Mehr wollte sie über ihre Gefühle, die sie für Linus hatte, nicht erzählen.
„Meinst du? Ja, vielleicht. Aber, wie gesagt. Es gibt niemanden, mit dem ich mein Leben teilen könnte.“
Beide redeten noch über ihre Berufe. Jeder fand die Arbeit des anderen spannend und hörte aufmerksam zu. Das leckere Essen, dass Roman ihnen serviert hatte und der süffige Wein tat sein übriges dazu. Die Unterhaltung war locker und ungezwungen, als würde man sich schon länger kennen. Sie lachten und scherzten viel miteinander. Zum ersten mal, seit langer Zeit, dachte Cassie nicht an Linus. Lange saßen sie noch zusammen. Später gesellten sich auch Roman und Angelina dazu. Cassie stellte fest, dass die beiden super nett und Angelina ganz bezaubernd war. Sie konnte Roman verstehen, dass er sich in sie verliebt hatte. Beim Abschied versprach Cassie bald wiederzukommen. Steffen begleite sie noch bis zu ihrer Pension. Eine kurze Umarmung und man verabredete sich für den nächsten Tag am Strand. Heute war ein schöner Tag. Cassie schlief zufrieden und glücklich ein.
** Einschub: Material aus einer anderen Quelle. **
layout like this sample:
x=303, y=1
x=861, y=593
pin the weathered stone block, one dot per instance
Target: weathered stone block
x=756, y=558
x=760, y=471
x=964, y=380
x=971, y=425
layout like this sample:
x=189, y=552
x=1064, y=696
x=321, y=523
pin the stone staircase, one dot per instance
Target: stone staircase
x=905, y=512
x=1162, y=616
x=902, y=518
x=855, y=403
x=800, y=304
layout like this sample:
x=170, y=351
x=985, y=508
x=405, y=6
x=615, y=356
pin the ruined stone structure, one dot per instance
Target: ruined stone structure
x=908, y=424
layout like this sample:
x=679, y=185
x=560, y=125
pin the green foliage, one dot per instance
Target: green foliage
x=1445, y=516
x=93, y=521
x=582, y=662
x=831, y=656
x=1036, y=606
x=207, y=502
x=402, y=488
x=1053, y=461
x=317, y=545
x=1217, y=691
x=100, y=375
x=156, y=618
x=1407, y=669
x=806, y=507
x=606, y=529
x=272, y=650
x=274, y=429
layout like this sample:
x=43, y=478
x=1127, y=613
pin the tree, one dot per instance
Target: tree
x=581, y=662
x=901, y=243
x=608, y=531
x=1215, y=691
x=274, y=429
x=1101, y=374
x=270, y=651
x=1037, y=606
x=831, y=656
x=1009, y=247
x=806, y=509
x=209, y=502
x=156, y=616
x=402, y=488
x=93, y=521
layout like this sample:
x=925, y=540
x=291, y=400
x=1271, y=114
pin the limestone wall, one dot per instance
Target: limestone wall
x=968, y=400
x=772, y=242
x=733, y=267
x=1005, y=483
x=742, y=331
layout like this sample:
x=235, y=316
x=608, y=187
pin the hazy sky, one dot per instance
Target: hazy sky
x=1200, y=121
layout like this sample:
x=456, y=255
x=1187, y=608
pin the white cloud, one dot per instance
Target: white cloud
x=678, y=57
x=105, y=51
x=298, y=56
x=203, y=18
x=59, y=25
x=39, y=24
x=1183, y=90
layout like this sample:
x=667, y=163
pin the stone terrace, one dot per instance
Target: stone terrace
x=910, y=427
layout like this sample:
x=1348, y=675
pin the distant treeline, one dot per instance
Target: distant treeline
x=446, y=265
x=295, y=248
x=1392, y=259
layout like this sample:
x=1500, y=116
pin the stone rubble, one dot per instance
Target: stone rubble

Nach dem Frühstück ging Cassie mit ihrem Hund an den Strand. Maja kam ihnen schon entgegengelaufen und rannte mit Mac durch das seichte Wasser.
„Guten Morgen, Cassie. Gut geschlafen?“, umarmte Steffen sie gutgelaunt.
„Guten Morgen. Ja. Sehr gut. Wie schon lange nicht mehr. Ich wollte mich nochmal für den schönen Abend bedanken. Roman und Angelina sind wirklich sehr nett.“
„Oh. Ich werde es weitersagen. Also war es nur wegen den beiden ein schöner Abend? Weil sie so nett waren? Wie steht es mit mir?“, grinste er.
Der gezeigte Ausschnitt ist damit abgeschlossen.